The BoJ did not change the yield target, but created scope for more flexibility by doubling the symmetric range around zero for 10-year Japanese government bond (JGB) yields from +/- 10bp to +/- 20bp. The range was in practice not symmetric, so the bank’s move can be seen as a stealth rate increase.
The prospect of a rise in 10-year JBG yields offered relief to domestic banks, whose profitability has suffered as the BoJ has strived to keep the yield curve artificially flat, without triggering a ‘tantrum’ in financial markets.
So far, the market doesn’t seem to buy it completely…
JGB yields have risen in August (see Exhibit 1 below).
Exhibit 1: Ten-year JGB yields have risen in the wake of the BoJ’s tweaking of yield curve control
Source: Bloomberg, BNP Paribas Asset Management, as at 27/08/2018
But, so far, it would appear that the BoJ’s tweak has not completely convinced financial markets that the prospects for Japan’s domestic banks have materially changed.
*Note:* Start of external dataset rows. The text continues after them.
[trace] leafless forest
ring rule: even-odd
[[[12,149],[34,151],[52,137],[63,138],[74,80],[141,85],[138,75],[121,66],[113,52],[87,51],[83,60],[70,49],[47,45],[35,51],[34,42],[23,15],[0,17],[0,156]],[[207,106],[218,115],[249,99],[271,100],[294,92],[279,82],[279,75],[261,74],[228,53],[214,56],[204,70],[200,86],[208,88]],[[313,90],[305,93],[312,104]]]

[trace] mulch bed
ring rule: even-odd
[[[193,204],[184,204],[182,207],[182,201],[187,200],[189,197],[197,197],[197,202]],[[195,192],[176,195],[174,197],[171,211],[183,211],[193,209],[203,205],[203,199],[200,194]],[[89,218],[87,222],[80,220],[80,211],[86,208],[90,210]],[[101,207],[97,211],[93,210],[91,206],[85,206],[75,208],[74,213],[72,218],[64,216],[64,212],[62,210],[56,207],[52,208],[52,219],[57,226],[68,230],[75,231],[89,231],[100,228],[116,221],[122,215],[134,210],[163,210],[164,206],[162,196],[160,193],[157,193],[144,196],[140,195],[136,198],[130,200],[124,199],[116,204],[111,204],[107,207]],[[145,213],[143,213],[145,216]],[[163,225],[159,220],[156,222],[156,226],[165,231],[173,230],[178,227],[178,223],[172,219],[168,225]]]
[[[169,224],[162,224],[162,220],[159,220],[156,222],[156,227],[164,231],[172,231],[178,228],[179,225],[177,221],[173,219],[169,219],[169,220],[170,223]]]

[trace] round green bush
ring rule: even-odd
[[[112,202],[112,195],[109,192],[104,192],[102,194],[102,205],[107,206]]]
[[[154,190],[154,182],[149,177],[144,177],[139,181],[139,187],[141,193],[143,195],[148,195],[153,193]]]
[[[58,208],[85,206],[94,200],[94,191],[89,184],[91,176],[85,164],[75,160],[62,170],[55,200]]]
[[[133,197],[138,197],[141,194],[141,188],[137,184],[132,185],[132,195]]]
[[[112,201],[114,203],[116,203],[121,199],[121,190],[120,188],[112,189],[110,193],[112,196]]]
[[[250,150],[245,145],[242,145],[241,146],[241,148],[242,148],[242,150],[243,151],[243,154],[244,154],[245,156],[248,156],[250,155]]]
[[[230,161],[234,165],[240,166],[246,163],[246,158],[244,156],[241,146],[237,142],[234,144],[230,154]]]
The broad-based TOPIX index of Japanese stocks, which has a much heavier weighting in domestic banks, has continued to underperform the much narrower Nikkei 225 Average of Japanese stocks (see Exhibit 2 below).
This underperformance is all the more surprising as a shift in the balance of the BoJ’s JPY 6 trillion exchange traded fund (ETF) buying programme away from the Nikkei 225 in favour of the TOPIX index was also among the measures announced by the central bank on 31 July.
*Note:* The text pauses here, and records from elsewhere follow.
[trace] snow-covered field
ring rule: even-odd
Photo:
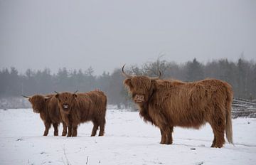
[[[138,112],[108,110],[105,136],[91,137],[92,124],[77,137],[53,137],[31,109],[0,110],[0,164],[256,164],[256,119],[233,120],[235,146],[210,148],[213,133],[176,127],[174,144],[159,144],[159,129]],[[62,127],[59,127],[61,134]]]

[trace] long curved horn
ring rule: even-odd
[[[150,80],[159,80],[160,78],[161,78],[161,71],[159,70],[159,75],[158,77],[156,77],[156,78],[150,78]]]
[[[125,64],[123,65],[123,67],[122,68],[122,73],[123,75],[127,78],[132,78],[132,75],[127,75],[127,73],[124,73],[124,66],[125,66]]]
[[[30,98],[31,98],[31,97],[28,97],[28,96],[26,96],[26,95],[21,95],[21,96],[23,96],[23,97],[24,97],[25,98],[27,98],[27,99],[30,99]]]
Exhibit 2: The TOPIX index (relatively large allocation to Japanese banks) has continued to underperform the Nikkei 225 average (relatively small allocation to Japanese banking sector)
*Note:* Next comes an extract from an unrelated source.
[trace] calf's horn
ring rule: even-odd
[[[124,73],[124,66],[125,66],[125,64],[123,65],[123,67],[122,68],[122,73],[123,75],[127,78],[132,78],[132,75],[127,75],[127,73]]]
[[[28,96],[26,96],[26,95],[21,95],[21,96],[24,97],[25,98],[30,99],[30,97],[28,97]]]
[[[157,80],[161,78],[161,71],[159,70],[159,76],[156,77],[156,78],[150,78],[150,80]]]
Note: the graph shows changes in the NT ratio – the Nikkei divided by the TOPIX – during the period from February 2017 through 27/08/2018. Source: Bloomberg, BNP Paribas Asset Management, as at 27/08/2018
With Japan a global exporter of capital, there was scope for a tantrum
The prospect of a policy shift by the BoJ was seen as a risk for global bond markets as higher JGB yields might weaken the appetite among Japanese investors for foreign assets.
Net purchases of overseas equities and bonds are reckoned to have been positive since early 2014. With US investors scaling back their foreign exposures significantly as the Federal Reserve has moved to normalise monetary policy, an upward shift in Japanese yields has the potential to prompt Japan’s investors into repatriating funds. There has been no evidence of this happening so far, suggesting the BoJ’s recent measures were not sufficient to restrain the search among Japanese investors for overseas yield.
Not as dovish as first meets the eye, but rather a stealth rate rise
The BoJ pulled off a furtive tightening tweak by leaving the headline indicators of its policy stance unchanged. The policy rate remains negative. The yield target is unchanged. The target for ETF purchases remains the same. Moreover, there is now forward guidance that interest rates are set to remain low for an extended period, so one could be forgiven for thinking that the announcement was dovish. Not so.
The major adjustment was to yield curve control itself
The Bank of Japan will now allow more volatility in the 10-year JBG yield with the tolerance band having been doubled to +/- 20bp. In theory, this greater tolerance applies in both directions, but let’s not fool ourselves: this is about how high the BoJ will let yields go. It is likely that yields will settle in the upper quadrant of that range.
So, it would appear that yield curve control now applies around 0.2% rather than 0.1% – that is, the point at which the BoJ will intervene and stabilise yields with fixed-rate operations – so we have indeed had a stealth rate rise.
Looking ahead, the BoJ may have discovered an exit door from yield curve control
We know that the bank wants to find a way to allow volatility back into the market and gradually let go of the curve – but without causing a ‘tantrum’ in the market. Maintaining the guidance that rates will stay around zero, while gradually increasing the supposedly symmetric tolerance band could prove to be an effective route to the exit.
If (and this is a big ‘if’) data on inflation in Japan were to improve over the next 12 months, we could see an extension of the band to +/- 30bp, which would of course be a(nother) stealth rate increase.